The team also saw the potential for a bottleneck at its headquarters in Redmond, Washington, where the number of concurrent sessions that VPN needed to support was climbing close to capacity. The company addressed this concern by adding another VPN gateway.
“This has caused us to reflect on our readiness efforts overall,” Means says. “We’ve used this as an opportunity to improve how we do things.”
The team expects to keep learning and adding to the VPN capabilities.
Tips for retooling VPN at your company
For enterprises and organizations looking to optimize and scale out their VPN capabilities, some of the best practices shown above and recommended by Microsoft are:
- Consider saving the load on your VPN infrastructure by using split tunnel VPN, send networking traffic directly to the internet for “known good” and well-defined SaaS services like Teams and other Office 365 services, or optimally, by sending all non-corporate traffic to the internet if your security rules allow.
- Collect user connection and traffic data in a central location for your VPN infrastructure, use modern visualization services, like Power BI, to identify hot spots before they happen, and plan for growth.
- Utilize Azure Sentinel to organize log collections, including user connection and traffic data, in a central location for VPN infrastructure.
- If possible, use a dynamic and scalable authentication mechanism, like Azure Active Directory, to avoid the trouble of certificates and improve security using multi-factor authentication (MFA) if your VPN client is Active Directory aware, like the Azure OpenVPN client.
- Geographically distribute your VPN sites to match major user populations, use a geo-load balancing solution such as Azure Traffic Manager, to direct users to the closest VPN site and distribute traffic between your VPN sites.

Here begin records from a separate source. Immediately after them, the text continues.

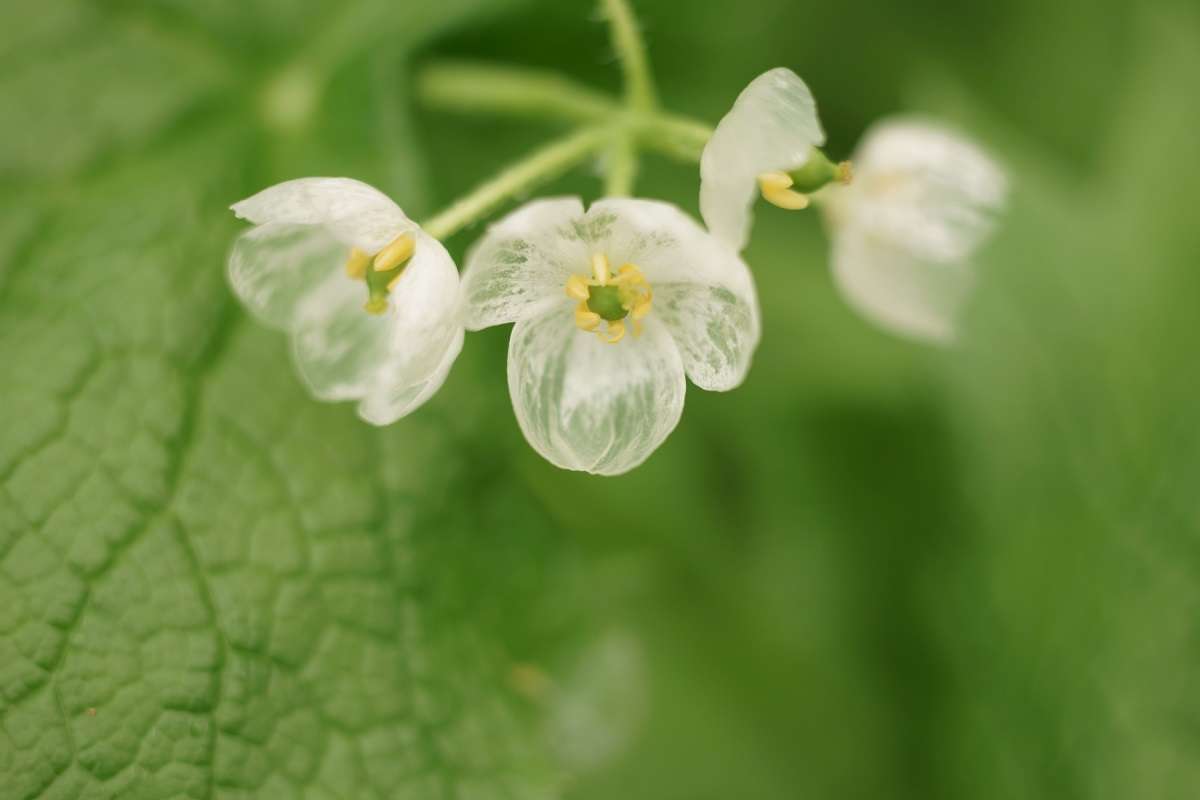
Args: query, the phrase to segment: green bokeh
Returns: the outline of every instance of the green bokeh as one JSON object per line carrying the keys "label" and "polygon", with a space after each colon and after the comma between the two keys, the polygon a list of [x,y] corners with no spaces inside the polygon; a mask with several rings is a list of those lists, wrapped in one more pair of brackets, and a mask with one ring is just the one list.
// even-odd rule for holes
{"label": "green bokeh", "polygon": [[[222,283],[224,209],[270,182],[421,217],[560,130],[422,109],[422,65],[616,91],[590,4],[0,10],[0,800],[1195,796],[1200,13],[637,10],[673,109],[715,121],[784,65],[832,156],[922,113],[1014,193],[948,350],[871,327],[816,216],[761,207],[749,380],[689,386],[618,479],[524,444],[506,329],[376,431]],[[328,86],[281,127],[310,56]],[[696,170],[649,158],[638,192],[695,212]],[[613,640],[634,710],[556,741]],[[529,664],[558,688],[515,690]]]}

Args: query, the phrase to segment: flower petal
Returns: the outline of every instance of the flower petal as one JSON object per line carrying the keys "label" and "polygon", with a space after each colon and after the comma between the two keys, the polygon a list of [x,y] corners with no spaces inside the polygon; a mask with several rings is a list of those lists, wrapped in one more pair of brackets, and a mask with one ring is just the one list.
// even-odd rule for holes
{"label": "flower petal", "polygon": [[289,330],[296,306],[337,271],[346,254],[346,246],[324,228],[269,222],[234,242],[229,284],[263,323]]}
{"label": "flower petal", "polygon": [[740,251],[758,175],[803,167],[822,144],[816,101],[799,76],[778,67],[751,80],[700,160],[700,207],[708,229]]}
{"label": "flower petal", "polygon": [[1004,174],[979,148],[941,126],[889,120],[854,154],[854,181],[830,187],[834,225],[862,227],[914,258],[956,261],[991,233]]}
{"label": "flower petal", "polygon": [[881,242],[856,227],[835,234],[834,281],[846,301],[882,327],[929,342],[949,343],[974,283],[959,261],[932,261]]}
{"label": "flower petal", "polygon": [[595,246],[613,265],[636,264],[654,290],[661,319],[701,389],[726,391],[745,378],[758,345],[758,297],[745,263],[677,206],[611,198],[588,218],[605,231]]}
{"label": "flower petal", "polygon": [[588,270],[583,219],[583,204],[571,197],[528,203],[491,225],[463,269],[467,327],[536,317],[563,300],[571,272]]}
{"label": "flower petal", "polygon": [[653,315],[671,332],[691,381],[728,391],[745,380],[758,347],[758,301],[721,285],[666,283],[654,287]]}
{"label": "flower petal", "polygon": [[868,132],[854,181],[827,190],[834,278],[847,301],[904,336],[949,342],[974,284],[971,257],[995,227],[1006,178],[937,125],[889,120]]}
{"label": "flower petal", "polygon": [[683,363],[662,325],[606,344],[571,309],[522,319],[509,342],[509,392],[529,444],[552,464],[619,475],[646,461],[683,413]]}
{"label": "flower petal", "polygon": [[403,375],[392,369],[384,371],[380,380],[359,403],[359,416],[371,425],[391,425],[396,420],[412,414],[425,401],[442,389],[450,367],[462,351],[463,330],[460,327],[446,344],[433,372],[416,383],[408,383]]}
{"label": "flower petal", "polygon": [[293,321],[292,353],[317,398],[364,397],[385,365],[397,318],[368,314],[361,281],[334,273],[305,296]]}
{"label": "flower petal", "polygon": [[416,225],[386,194],[349,178],[301,178],[235,203],[233,212],[254,224],[324,225],[346,247],[374,253]]}
{"label": "flower petal", "polygon": [[418,233],[413,259],[389,296],[394,317],[389,368],[425,380],[438,368],[451,338],[462,333],[458,270],[437,239]]}

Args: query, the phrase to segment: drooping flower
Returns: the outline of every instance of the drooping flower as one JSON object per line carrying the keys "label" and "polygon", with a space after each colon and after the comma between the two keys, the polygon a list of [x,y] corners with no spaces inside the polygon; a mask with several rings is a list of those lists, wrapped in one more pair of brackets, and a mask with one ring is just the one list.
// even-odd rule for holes
{"label": "drooping flower", "polygon": [[976,145],[930,124],[881,124],[841,164],[818,150],[823,143],[804,82],[785,68],[758,76],[701,158],[704,222],[740,249],[756,192],[792,210],[818,199],[846,301],[895,333],[952,339],[973,283],[970,258],[1004,201],[1003,173]]}
{"label": "drooping flower", "polygon": [[290,333],[313,395],[388,425],[442,386],[462,349],[458,272],[400,206],[355,180],[305,178],[232,207],[254,227],[234,243],[229,283]]}
{"label": "drooping flower", "polygon": [[799,76],[776,67],[751,80],[700,160],[700,210],[708,229],[740,251],[760,193],[784,209],[808,206],[809,184],[844,178],[827,174],[841,168],[816,150],[823,144],[817,103]]}
{"label": "drooping flower", "polygon": [[916,120],[877,124],[853,163],[854,180],[821,197],[842,295],[895,333],[952,341],[1004,173],[961,136]]}
{"label": "drooping flower", "polygon": [[492,225],[462,279],[469,330],[516,323],[517,422],[565,469],[637,467],[679,421],[684,374],[733,389],[758,343],[750,271],[667,203],[529,203]]}

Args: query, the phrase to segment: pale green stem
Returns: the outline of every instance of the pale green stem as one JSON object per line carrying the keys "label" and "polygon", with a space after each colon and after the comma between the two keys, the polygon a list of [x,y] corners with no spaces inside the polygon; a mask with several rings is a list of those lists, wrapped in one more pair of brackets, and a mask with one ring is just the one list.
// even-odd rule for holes
{"label": "pale green stem", "polygon": [[601,6],[612,32],[612,47],[625,73],[625,101],[635,110],[648,112],[655,108],[658,101],[646,42],[642,41],[634,10],[629,0],[601,0]]}
{"label": "pale green stem", "polygon": [[608,148],[605,163],[605,196],[630,197],[637,180],[637,143],[629,134],[622,134]]}
{"label": "pale green stem", "polygon": [[421,100],[438,109],[544,122],[553,118],[624,127],[636,145],[696,163],[713,134],[704,122],[665,112],[623,112],[612,97],[554,73],[503,65],[438,62],[418,80]]}
{"label": "pale green stem", "polygon": [[421,101],[448,112],[569,122],[602,121],[620,113],[608,95],[557,72],[478,61],[438,61],[416,80]]}
{"label": "pale green stem", "polygon": [[552,142],[476,187],[421,228],[434,239],[449,239],[482,219],[498,205],[563,174],[612,142],[608,127],[588,127]]}

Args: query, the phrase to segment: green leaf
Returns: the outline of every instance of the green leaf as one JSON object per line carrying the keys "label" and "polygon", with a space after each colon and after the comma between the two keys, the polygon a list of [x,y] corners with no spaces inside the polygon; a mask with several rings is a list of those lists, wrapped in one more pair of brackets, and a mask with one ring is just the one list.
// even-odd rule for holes
{"label": "green leaf", "polygon": [[978,521],[941,614],[952,796],[1200,784],[1200,20],[1146,17],[1103,170],[1021,181],[952,374]]}
{"label": "green leaf", "polygon": [[[404,46],[476,5],[408,4]],[[444,413],[379,431],[313,402],[224,284],[276,68],[221,84],[164,8],[53,10],[44,47],[0,50],[25,109],[0,169],[56,176],[0,224],[0,796],[557,794],[553,703],[511,675],[586,638],[558,529]],[[328,166],[340,136],[281,157]]]}

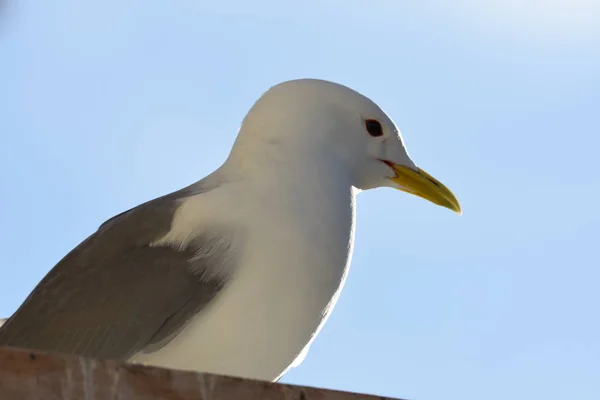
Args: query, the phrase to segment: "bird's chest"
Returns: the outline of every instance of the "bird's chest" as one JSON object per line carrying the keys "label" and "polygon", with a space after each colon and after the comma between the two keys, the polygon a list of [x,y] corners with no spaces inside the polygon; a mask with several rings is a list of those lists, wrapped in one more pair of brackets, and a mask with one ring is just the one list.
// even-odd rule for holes
{"label": "bird's chest", "polygon": [[318,198],[279,199],[240,210],[251,234],[226,287],[168,349],[142,361],[270,380],[298,359],[343,286],[353,198],[327,202],[335,206]]}

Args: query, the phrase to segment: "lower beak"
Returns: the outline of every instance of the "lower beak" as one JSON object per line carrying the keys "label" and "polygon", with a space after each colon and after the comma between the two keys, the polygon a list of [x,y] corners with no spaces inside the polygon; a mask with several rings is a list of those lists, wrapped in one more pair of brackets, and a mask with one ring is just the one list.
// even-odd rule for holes
{"label": "lower beak", "polygon": [[462,214],[460,204],[456,196],[437,179],[429,175],[422,169],[411,168],[394,164],[389,161],[384,161],[395,172],[396,176],[390,178],[397,186],[397,189],[402,190],[415,196],[419,196],[425,200],[429,200],[434,204],[449,208],[450,210]]}

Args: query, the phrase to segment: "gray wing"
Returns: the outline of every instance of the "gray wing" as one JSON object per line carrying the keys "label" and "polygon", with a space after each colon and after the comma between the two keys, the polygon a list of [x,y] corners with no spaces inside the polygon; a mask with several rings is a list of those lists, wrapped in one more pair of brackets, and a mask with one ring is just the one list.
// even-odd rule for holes
{"label": "gray wing", "polygon": [[185,249],[149,246],[191,194],[184,189],[105,222],[0,327],[0,346],[125,360],[166,344],[225,283],[207,271],[229,257],[194,257],[222,237],[200,237]]}

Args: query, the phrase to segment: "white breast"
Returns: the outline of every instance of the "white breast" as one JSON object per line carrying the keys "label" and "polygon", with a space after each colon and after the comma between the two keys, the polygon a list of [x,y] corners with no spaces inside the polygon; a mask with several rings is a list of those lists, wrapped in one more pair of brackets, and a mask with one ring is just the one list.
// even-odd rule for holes
{"label": "white breast", "polygon": [[[343,286],[352,252],[354,197],[341,188],[287,188],[274,201],[272,191],[254,187],[250,195],[260,198],[248,202],[243,197],[248,189],[219,196],[214,207],[206,197],[187,204],[189,214],[182,221],[192,229],[211,209],[231,210],[224,207],[225,198],[237,199],[227,219],[251,229],[240,265],[221,295],[175,339],[131,361],[274,380],[303,355]],[[324,196],[337,198],[324,201]]]}

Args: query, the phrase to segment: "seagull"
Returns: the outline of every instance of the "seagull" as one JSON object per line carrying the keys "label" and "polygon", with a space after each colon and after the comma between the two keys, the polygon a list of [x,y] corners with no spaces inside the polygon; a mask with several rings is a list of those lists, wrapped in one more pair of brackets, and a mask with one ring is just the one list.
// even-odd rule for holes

Finally, and probably most important, know the limits of your VPN connection infrastructure and how to scale out in times of need. Things like total bandwidth possible, maximum concurrent user connections per device will determine when you’ll need to add more VPN devices.
If your devices are physical hardware having additional supply on-hand or a rapid supply chain source will be critical. For cloud solutions, knowing ahead of time how and when to scale will make the difference.
Azure offers a native highly-scalable VPN gateway, as well the most common third-party VPN and SDWAN network virtual appliances in the Azure Marketplace.